Depuis que nos enfants sont nés, Rania et moi avons été très attentifs à leur enseigner le respect des autres et de leurs différences. Nous avons, souvent et avec persistance, expliqué la différence entre l’autorité d’occupation et le peuple juif. Nous leur avons expliqué que notre problème était simplement l’occupation, pas plus, pas moins. Pendant qu’elle observait et écoutait la discussion que j’avais avec la police des frontières, et en réalisant combien son père était impuissant, Nahla s’est serrée contre moi et m’a murmuré à l’oreille « Je hais ces gens, pourquoi ne veulent-ils pas nous laisser passer, nous n’avons rien fait de mal. » D’entendre ainsi Nahla m’a rendu furieux car je me sentais sans défense, comment pouvais-je l’expliquer ou le justifier ? Je ne pouvais pas l’expliquer.

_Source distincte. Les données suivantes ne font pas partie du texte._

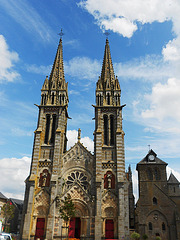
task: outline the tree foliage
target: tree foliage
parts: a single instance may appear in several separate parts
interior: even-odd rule
[[[144,235],[142,236],[142,238],[146,240],[146,239],[148,239],[148,235],[144,234]]]
[[[67,197],[64,197],[64,200],[61,200],[59,213],[66,225],[70,218],[75,216],[75,206],[70,195],[67,195]]]
[[[131,238],[138,240],[138,239],[140,238],[140,234],[137,233],[137,232],[133,232],[133,233],[131,234]]]
[[[159,236],[156,237],[156,240],[161,240],[161,238]]]
[[[14,217],[15,207],[12,205],[10,201],[5,203],[3,207],[1,208],[2,215],[4,217],[4,227],[5,231],[7,231],[7,224],[9,220],[11,220]]]

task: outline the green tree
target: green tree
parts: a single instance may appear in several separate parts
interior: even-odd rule
[[[66,224],[66,229],[68,229],[69,220],[75,217],[75,206],[69,194],[64,197],[64,200],[61,199],[59,213]]]
[[[161,240],[161,238],[159,236],[156,237],[156,240]]]
[[[144,240],[146,240],[146,239],[148,239],[148,235],[144,234],[144,235],[142,236],[142,238],[143,238]]]
[[[135,240],[138,240],[138,239],[140,238],[140,234],[137,233],[137,232],[133,232],[133,233],[131,234],[131,238],[132,238],[132,239],[135,239]]]
[[[9,232],[9,220],[11,220],[14,217],[15,207],[12,205],[10,201],[8,201],[3,205],[1,211],[4,217],[4,231]]]

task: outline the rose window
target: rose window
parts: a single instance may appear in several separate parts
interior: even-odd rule
[[[81,185],[85,190],[88,189],[87,177],[82,172],[72,172],[67,177],[66,184],[68,188],[70,188],[75,183],[78,183],[79,185]]]

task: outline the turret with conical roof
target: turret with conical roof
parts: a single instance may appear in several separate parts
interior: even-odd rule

La situation était ridicule, et humaine.

Maintenant que je suis de retour à Ramallah, je me sens encore plus désarmé et démuni de ne pas pouvoir faire quoi que ce soit pour la résidence de mes enfants, ni pour celle de plus de 50 000 familles palestiniennes qui ont un ou deux parents originaires de Gaza et qui endurent les mêmes problèmes, voire pire. L’aspect le plus pénible de cette saga est que l’Autorité palestinienne ne peut rien y faire. La situation tout entière est entre les mains des autorités d’occupation israéliennes. Et rien n’indique qu’elles régleront ce problème, sauf si on fait pression sur elles pour qu’elles le fassent. Je sais que ni moi ni aucun autre Palestinien ne pouvons rien y changer. »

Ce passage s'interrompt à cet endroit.